A cosa serve la Legge? Perché l’essere umano ha bisogno di un sistema giudiziario, al contrario degli altri enti del sistema naturale? Si tratta di una questione dibattuta per secoli. In ambito filosofico, ad esempio, Hobbes giunse alla conclusione che, se l’uomo fosse lasciato completamente libero di compiere qualunque azione, si giungerebbe alla condizione definibile come homo homini lupus. In altre parole si scatenerebbe una guerra senza fine, di prevaricazione l’uno sull’altro. Ecco perché il filosofo ritiene necessaria la stipulazione di un contratto sociale, che limiti le libertà del singolo per preservare la sopravvivenza dell’intero. Un’altra prospettiva filosofica interessante è quella di Locke, che mette l’accento sull’esigenza di un limite alla libertà dato dall’uso della ragione, che di per sé impedirebbe all’uomo di arrivare all’autodistruzione di se stesso e dell’intero di cui fa parte.

Se ci guardiamo intorno, però, possiamo facilmente osservare che questo limite non esiste. Un contesto in cui si trovano a convivere più esseri umani è per forza di cose regolamentato da norme precise, altrimenti sarebbe il caos. Possiamo sperimentarlo direttamente già nelle piccole azioni “scorrette” della quotidianità, in quei contesti in cui vigono delle regole implicite ma che non comportano sanzioni o punizioni di altro tipo. Pensiamo ad esempio alla diffusa incuria di gettare rifiuti per strada o dal finestrino, all’atto di viaggiare senza biglietto, di spintonare le persone in una fila, allo spreco di acqua, riscaldamento e cibo quando andiamo in un albergo, e così via. Svolgiamo queste azioni con il pensiero che “tanto nessuno ci vede”, e che comunque “non è casa nostra”.

Da cosa deriva questo senso di irresponsabilità e di egoismo? È sicuramente dato dalla percezione di essere separati dal contesto contingente di cui si fa parte: l’albergo, la strada, la scuola, e da quello più grande che li contiene: il sistema naturale. Vediamo meglio questa dinamica. L’individuo che sta facendo esperienza di sé dentro a un corpo fisico deve fare i conti con l’azione del principio egoista, di cui abbiamo parlato ad esempio in questo articolo. Essendo esso un’entità illusoria, non ha uno scopo, poiché l’ha perduto, e non percepisce l’interconnessione con ogni cosa; dunque la sua azione è del tutto concentrata sulla difesa del “proprio orticello”, delle proprie convinzioni, e induce l’individuo a concentrarsi esclusivamente sul proprio tornaconto personale.

Dobbiamo rassegnarci quindi al fatto che nella società, ovvero nella nostra parte variabile, ci sarà sempre un controllore, un’entità sanzionatoria che funga da deterrente verso la tentazione di agire contro noi stessi e chi abbiamo intorno?

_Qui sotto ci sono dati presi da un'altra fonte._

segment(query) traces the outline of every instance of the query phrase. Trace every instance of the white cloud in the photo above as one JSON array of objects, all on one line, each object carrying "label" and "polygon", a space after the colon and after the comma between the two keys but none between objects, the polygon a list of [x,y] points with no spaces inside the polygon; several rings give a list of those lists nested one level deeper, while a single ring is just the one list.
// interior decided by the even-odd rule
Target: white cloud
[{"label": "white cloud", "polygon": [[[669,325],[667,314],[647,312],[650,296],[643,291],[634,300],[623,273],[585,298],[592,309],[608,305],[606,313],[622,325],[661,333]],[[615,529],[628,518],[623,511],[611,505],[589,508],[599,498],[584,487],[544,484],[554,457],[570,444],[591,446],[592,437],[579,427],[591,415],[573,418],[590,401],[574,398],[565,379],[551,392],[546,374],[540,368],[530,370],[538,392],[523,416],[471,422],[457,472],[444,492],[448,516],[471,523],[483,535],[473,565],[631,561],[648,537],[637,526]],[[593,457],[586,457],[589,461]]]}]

Finché l’azione del principio egoista sarà predominante, si, perché ciò che vediamo fuori è lo specchio di ciò che siamo. Possiamo comunque iniziare a indagare quali sono le nostre azioni di sabotaggio nella vita quotidiana, comprendendo inoltre che l’obiettivo non è quello di seguire le regole per la paura delle conseguenze, ma quello di responsabilizzarsi, agendo con intelligenza, e rilevando che la nostra funzione e unicità hanno senso solo perché si esprimono in un contesto, un contesto che a sua volta ci nutre perché facciamo parte di esso.